Altitude training the key to Ethiopia's success
Intensive high-altitude training in the month before the Olympics is the key to Ethiopia's record haul of four gold medals at the Sydney Games, according to team officials.
Ethiopian track athletes' gold medal tally, only bettered by the United States at the Sydney Games, was crowned when Gezahenge Abera completed a great tradition for his country by winning the final event, the men's marathon.
"We train high, and compete low," said team doctor Ayalew Tilahun.
He was referring to the Ethiopian policy of withdrawing athletes from competition for a month before the Games and setting them intensive training programmes at the high-altitude team camp in Addis Ababa.
"The amount of time we spend training may not change, but the intensity -- the speed, the strength workout level -- does," said Haile Gebrselassie, who repeated his 1996 Olympic victory in the 10,000 metres.
The long preparation and hard work clearly paid off.
"When I felt tired during the race, all I could think was, 'What about all that effort, wasn't it for this?" said Abera.
Ethiopia's Australian haul of eight medals was the largest in its Olympic history but the achievement is not an overnight success story.
Four of the 25 distance runners in the team were reigning world champions on the track or cross-country, several others are current or former world medallists and many are repeat Olympians, the veterans being 1992 medallists Derartu Tulu and Fita Bayissa.
Ethiopia's Olympic tradition was begun by the barefoot Abebe Bikila's marathon victory in Rome in 1960. Bikila's repeat in 1964 and his teammate Mamo Wolde's in 1968 launched high nationwide expectations that surface every four years.
Ethiopian athletes have not disappointed, earning medals in every Games the country has attended since. Before Sydney, the largest number won was four in Moscow in 1980.

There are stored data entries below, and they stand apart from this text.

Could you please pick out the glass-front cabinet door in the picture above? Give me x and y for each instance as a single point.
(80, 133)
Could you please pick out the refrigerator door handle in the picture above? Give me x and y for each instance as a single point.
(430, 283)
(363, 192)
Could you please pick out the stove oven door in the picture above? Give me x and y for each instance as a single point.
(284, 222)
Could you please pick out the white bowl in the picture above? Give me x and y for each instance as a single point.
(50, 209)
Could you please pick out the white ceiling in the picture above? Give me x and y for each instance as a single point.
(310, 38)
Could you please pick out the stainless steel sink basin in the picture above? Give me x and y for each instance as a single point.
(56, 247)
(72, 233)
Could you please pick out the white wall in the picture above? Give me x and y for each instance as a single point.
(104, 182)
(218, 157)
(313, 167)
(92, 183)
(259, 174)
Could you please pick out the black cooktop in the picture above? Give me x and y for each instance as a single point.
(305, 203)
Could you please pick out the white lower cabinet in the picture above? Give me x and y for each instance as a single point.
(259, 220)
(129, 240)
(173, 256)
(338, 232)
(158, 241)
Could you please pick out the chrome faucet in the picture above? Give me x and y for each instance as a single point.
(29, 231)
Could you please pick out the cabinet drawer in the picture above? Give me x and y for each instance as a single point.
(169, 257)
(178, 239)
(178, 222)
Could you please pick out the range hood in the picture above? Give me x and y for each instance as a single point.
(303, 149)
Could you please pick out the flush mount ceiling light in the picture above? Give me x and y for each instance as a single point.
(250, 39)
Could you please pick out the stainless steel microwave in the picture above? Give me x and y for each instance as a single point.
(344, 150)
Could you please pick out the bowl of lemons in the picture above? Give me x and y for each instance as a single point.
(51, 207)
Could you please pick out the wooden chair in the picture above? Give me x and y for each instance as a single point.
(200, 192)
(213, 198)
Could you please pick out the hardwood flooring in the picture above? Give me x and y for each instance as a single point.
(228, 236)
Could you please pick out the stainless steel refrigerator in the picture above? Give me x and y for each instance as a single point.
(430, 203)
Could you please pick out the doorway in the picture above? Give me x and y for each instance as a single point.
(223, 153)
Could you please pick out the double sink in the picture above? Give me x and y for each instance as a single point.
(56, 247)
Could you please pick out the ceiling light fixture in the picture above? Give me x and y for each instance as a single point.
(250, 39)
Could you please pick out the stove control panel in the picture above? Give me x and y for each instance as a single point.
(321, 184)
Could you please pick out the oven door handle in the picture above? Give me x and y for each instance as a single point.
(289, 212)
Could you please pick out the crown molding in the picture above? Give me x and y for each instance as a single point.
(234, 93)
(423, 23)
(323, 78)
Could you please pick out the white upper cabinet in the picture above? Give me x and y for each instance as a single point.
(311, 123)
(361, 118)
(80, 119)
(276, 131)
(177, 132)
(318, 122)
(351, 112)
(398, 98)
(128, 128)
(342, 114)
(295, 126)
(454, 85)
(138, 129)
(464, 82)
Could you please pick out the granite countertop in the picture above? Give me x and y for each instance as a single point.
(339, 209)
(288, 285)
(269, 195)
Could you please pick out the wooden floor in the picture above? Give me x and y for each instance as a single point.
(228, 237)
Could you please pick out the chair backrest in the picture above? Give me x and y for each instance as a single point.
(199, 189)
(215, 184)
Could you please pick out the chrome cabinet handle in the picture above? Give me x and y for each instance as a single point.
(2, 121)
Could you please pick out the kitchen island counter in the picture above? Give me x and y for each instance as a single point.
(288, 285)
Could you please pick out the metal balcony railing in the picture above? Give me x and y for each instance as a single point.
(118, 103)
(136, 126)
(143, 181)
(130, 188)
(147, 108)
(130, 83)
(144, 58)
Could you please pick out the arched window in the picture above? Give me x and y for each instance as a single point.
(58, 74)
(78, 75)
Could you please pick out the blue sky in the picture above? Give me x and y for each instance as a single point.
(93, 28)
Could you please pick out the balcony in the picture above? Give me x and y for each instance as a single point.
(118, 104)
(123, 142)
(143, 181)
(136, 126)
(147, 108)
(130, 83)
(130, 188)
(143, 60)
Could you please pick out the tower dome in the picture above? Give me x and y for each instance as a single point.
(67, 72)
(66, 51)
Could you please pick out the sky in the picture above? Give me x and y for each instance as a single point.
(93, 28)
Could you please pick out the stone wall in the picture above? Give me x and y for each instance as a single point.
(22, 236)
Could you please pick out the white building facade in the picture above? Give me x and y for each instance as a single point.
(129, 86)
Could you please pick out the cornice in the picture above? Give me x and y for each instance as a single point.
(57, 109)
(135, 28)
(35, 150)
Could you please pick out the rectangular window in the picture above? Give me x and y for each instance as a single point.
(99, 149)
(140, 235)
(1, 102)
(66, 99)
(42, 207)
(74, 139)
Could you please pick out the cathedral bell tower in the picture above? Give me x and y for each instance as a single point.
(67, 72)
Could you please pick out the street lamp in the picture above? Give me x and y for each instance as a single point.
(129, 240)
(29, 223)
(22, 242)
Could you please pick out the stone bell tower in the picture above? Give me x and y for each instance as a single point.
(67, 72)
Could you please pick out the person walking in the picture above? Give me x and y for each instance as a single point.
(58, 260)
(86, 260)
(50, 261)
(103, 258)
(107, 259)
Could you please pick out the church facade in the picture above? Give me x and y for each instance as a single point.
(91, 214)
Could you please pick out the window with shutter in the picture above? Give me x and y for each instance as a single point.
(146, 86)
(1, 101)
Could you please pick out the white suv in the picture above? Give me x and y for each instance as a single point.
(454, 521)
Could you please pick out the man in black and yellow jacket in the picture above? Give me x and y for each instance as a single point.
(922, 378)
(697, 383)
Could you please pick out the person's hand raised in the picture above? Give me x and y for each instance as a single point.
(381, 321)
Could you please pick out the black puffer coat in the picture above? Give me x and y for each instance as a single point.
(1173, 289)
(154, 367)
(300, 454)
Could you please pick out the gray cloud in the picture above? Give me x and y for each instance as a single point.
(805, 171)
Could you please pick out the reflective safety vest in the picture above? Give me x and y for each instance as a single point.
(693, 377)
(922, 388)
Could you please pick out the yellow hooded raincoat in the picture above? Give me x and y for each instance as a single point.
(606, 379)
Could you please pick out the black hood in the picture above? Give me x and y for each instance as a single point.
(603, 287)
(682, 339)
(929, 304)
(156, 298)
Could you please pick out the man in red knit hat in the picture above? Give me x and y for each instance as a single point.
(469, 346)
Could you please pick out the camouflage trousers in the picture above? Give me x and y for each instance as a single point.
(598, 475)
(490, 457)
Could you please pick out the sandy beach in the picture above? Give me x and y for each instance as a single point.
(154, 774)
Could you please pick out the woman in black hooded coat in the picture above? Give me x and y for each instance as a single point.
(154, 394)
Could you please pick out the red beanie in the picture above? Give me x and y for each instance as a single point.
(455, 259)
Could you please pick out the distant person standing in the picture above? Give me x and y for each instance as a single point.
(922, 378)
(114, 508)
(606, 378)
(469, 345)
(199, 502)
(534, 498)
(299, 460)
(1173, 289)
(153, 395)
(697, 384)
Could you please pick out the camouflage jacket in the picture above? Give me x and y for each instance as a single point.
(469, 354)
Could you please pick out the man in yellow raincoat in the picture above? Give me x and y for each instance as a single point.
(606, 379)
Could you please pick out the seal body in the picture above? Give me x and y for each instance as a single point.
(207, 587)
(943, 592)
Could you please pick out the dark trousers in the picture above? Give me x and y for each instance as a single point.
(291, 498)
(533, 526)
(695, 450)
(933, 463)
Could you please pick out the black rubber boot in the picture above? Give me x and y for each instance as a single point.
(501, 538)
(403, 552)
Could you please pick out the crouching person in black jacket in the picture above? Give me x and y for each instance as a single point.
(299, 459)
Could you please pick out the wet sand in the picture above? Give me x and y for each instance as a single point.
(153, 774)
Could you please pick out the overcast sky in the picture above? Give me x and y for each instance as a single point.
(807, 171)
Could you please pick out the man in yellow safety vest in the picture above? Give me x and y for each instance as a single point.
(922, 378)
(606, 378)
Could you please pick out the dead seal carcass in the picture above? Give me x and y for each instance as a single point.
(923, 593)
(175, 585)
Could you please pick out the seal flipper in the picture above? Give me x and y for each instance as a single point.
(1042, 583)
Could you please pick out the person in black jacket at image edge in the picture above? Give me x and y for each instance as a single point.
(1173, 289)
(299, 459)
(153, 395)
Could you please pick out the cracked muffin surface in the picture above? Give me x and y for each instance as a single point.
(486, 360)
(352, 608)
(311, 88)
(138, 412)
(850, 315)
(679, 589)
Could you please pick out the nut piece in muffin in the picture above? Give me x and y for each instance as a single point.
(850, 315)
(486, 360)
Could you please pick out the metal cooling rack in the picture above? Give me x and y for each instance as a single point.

The sequence, that was interrupted by Ethiopia's political boycott of the 1976, 1984 and 1988 Olympics, was renewed by Tulu's 1992 gold medal when she became the first black African woman to win an Olympic title, inspiring a new generation of women runners.
World-record-holder Gebrselassie's domination of his events in the last decade have similarly inspired runners and the general population alike.
"When I crossed the finish line, what I envisioned was the people of Ethiopia," said Abera, 22, echoing the sentiments of Tulu and Millon Wolde, who took the women's 10,000-metre and men's 5,000-metre titles respectively the night before.
"We heard people in Addis Ababa are celebrating, driving with lights flashing and horns honking," said Gebrselassie.
Olympic campaigns are carefully planned by a task force of national team coaches and Olympic and federation representatives.
"We've been working on it since last September, as soon as we returned from the African championships," said Tilahun.
The athletes, most of whom belong to clubs associated with government institutions such as the military and police force, stop competing about one month before the Olympics and train in the Addis Ababa camp along with their coaches.
"We found that worked very well in Seville," said the Olympic committee's general secretary, Bezabih Wolde.
Ethiopia took five medals at the 1999 Seville track world championships -- two gold and three bronze -- followed by four medals at the world cross country championships in March.